What you are implying to calling 100B owner a failure of economy and culture and society and politics is that it should be impossible for some reason for a person to accrue enough ownership of private resources to be at that level. It is your inadequacies that are showing here and it is your word play that we are debating. What you are suggesting is oppression and tyranny, nothing less, which is what is required for a person not to be able to accrue any amount of wealth regardless of how it is obtained.
How about this: "I mean, he does. He also still is one person with 24 hours a day, does he actually provide enough productivity to justify tens of millions every day?" - nobody has to justify anything, if they are able to accrue some wealth beyond your imagination does not make it wrong that a person should be able to do so.
To this I have already answered: "Explain this (i am fully anticipating Libertarian-Randian gobbledygook)" - obviously a large amount of accumulated wealth is represented by a business and this business clearly benefits the society much more than the individual who runs it, otherwise the company wouldn't be valuable enough for you to pay attention how wealthy the owner of this company becomes.
This: "Everything you said would equally apply if he was worth $1B as it does $1000B so what does he need the extra 999B? His lifestyle changes 0%. He can still own and run companies." - implies that a person shouldn't be able to have ownership in a company that is growing in value, Musk or anyone else. So if you build a company that becomes so valuable people invest into it enough that its market share, its profits are so large that the value exceeds 100B (on paper, doesn't matter). If you are the single largest owner of the stock in this company your shares go above and beyond 1B.
You are pretending that you are not suggesting confiscation (oppression by the voting majority) yet what else are you suggesting? Be clear, what are your demands and goals? I already see the reasons, jealousy and ideology with a strange belief that a person shouldn't be able to own something of serious value for some reason.

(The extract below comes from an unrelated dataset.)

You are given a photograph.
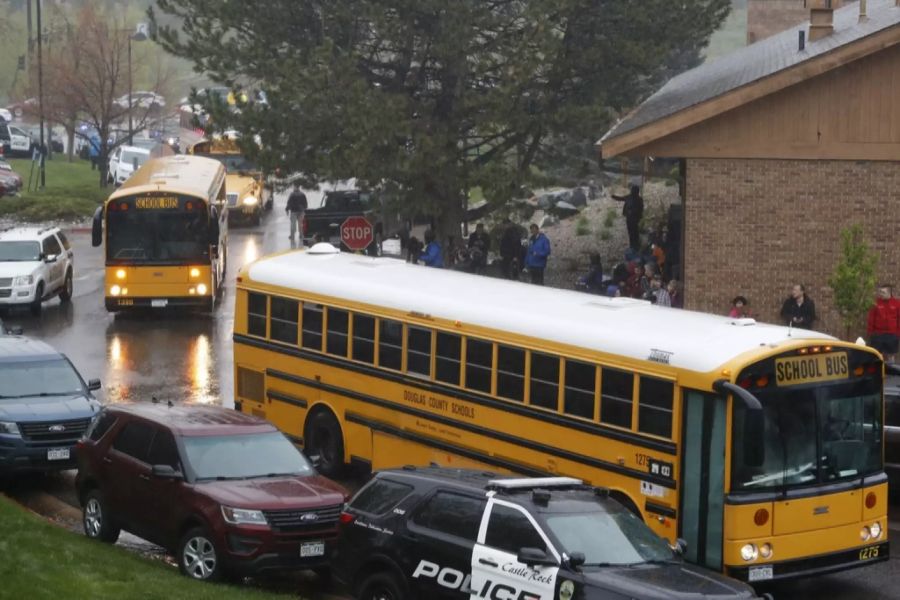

This: "And I would ask just the same what the unhealthy fixation on defending the massive wealth inequality?" - I am FOR wealth inequality, it's the only thing that actually motivates people to move forward with business ideas in the first place. If wealth equality was the goal, nobody would be ruining their lives trying to run a business.
This: " I'll guess if I ask for the alternative you'll point to "communism" and I will just say you are not a serious person with a serious position. Like I said, Randian nonsense." - you are the one bringing up communism and Randian ideas, whatever, you are fixated on the nomenclature.
This: "You say you want to "protect private property" as if what I am suggesting eliminates private property in any fashion." - of course you are. You are suggesting this exact thing, you wouldn't be happy until there wouldn't be "wealth inequality". This requires that people cannot own things cannot operate things as they see fit, cannot go beyond some artificial number that is stuck in your head. You think 1B is plenty and 100B is too much, whatever that is all about. In reality it's all garbage. A person who made a billion dollar company can use the money that he makes to start more companies and eventually go much further than 1B dollars and this bugs the shit out of you because you are on a mission.